MOREOVER, WE DO NOT AGREE WITH YOUR CONCEPT OF THE HOLDING OF THE CIVIL SERVICE COMMISSION. YOUR LETTER INDICATES THAT THE COMMISSION HOLDS THAT EXPERTS AND CONSULTANTS APPOINTED ON A WAE BASIS MAY BE CONSIDERED AS INTERMITTENT, REGARDLESS OF WHETHER THEY WORK A CONTINUOUS TOUR OF DUTY, UNTIL SUCH TIME AS THEY HAVE WORKED 130 DAYS DURING A SERVICE YEAR. THE APPLICABLE REGULATIONS PROMULGATED BY THE CIVIL SERVICE COMMISSION DEALING WITH THE MATTER ARE CONTAINED IN FEDERAL PERSONNEL REGULATIONS A7-39, READING, IN PART, AS FOLLOWS:

INTERMITTENT EMPLOYMENT OF AN EXPERT OR CONSULTANT IS EMPLOYMENT WHICH (A) OCCURS OCCASIONALLY OR IRREGULARLY AND (B) IS LIMITED TO WORK ON PROGRAMS, PROJECTS, PROBLEMS, OR PHASES THEREOF, REQUIRING INTERMITTENT SERVICES. THE COMMISSION HOLDS THAT EMPLOYMENT WHICH AGGREGATES, IN THE COURSE OF THE FIRST YEAR OF SERVICE OR IN ANY SUCCEEDING YEAR OF SERVICE, MORE THAN ONE-HALF OF FULL-TIME EMPLOYMENT, I.E., MORE THAN 130 WORKING DAYS, CEASES TO BE INTERMITTENT EMPLOYMENT AND BECOMES AUTOMATICALLY CONVERTED TO TEMPORARY EMPLOYMENT WHICH MAY NOT BE CONTINUED BEYOND THE CLOSE OF THE YEAR OF SERVICE IN WHICH THE LIMIT WAS EXCEEDED.

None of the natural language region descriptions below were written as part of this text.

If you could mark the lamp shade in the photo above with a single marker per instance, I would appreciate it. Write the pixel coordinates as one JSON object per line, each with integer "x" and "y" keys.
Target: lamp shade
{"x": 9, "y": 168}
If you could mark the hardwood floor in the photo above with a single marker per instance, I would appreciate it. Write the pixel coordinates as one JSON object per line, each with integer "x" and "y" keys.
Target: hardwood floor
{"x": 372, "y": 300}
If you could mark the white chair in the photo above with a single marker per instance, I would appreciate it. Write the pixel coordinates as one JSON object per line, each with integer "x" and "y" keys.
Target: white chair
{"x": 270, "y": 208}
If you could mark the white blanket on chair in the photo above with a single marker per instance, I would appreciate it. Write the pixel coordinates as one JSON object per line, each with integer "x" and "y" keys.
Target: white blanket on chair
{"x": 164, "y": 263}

IT IS OUR VIEW THAT UNDER THE QUOTED REGULATIONS EMPLOYMENT TO BE CLASSED AS INTERMITTENT MUST OCCUR OCCASIONALLY OR IRREGULARLY AND IS LIMITED TO WORK ON PROGRAMS, PROJECTS OR PROBLEMS REQUIRING INTERMITTENT SERVICES. THE REGULATION FURTHER PROVIDES, IN THE NATURE OF A LIMITATION, THAT ANY CASE WHERE THE INTERMITTENT EMPLOYMENT AGGREGATES DURING THE COURSE OF A YEAR OF SERVICE MORE THAN 130 WORKING DAYS SUCH EMPLOYMENT CEASES TO BE REGARDED AS INTERMITTENT AND AUTOMATICALLY IS CONVERTED TO TEMPORARY EMPLOYMENT. IN OTHER WORDS, THE REGULATION DOES NOT CHANGE THE CHARACTER OF THE SERVICE NECESSARY TO QUALIFY IN THE FIRST INSTANCE AS INTERMITTENT EMPLOYMENT BUT MERELY RESTRICTS THE AMOUNT OF INTERMITTENT SERVICE THAT MAY BE RENDERED IN ANY YEAR. WE HAVE DISCUSSED THIS MATTER INFORMALLY WITH REPRESENTATIVES OF THE CIVIL SERVICE COMMISSION AND THEY INDICATE THAT SUCH IS THE INTENT OF THEIR REGULATIONS.

IN PASSING WE MAY STATE THAT THE DECISION IN 32 COMP. GEN. 477, CITED IN YOUR LETTER, IS NOT DEEMED APPLICABLE SINCE THE RIGHT OF THE EMPLOYEE IN THAT CASE TO A PER DIEM ALLOWANCE WAS NOT CONTINGENT UPON HIS INTERMITTENT EMPLOYMENT STATUS AS IT IS IN THE PRESENT CASE.

ACCORDINGLY, AFTER GIVING FULL CONSIDERATION TO YOUR LETTER OF JUNE 28, 1955, WE MUST CONCLUDE THAT THE PREVIOUS ACTION TAKEN REGARDING THE CASE IN QUESTION IS PROPER AND THAT THERE IS NO LAWFUL BASIS UPON WHICH WE MAY RELIEVE THE EMPLOYEE INVOLVED OF HIS OBLIGATION TO MAKE REFUND FOR THE IMPROPER PER DIEM ALLOWANCE PAYMENTS.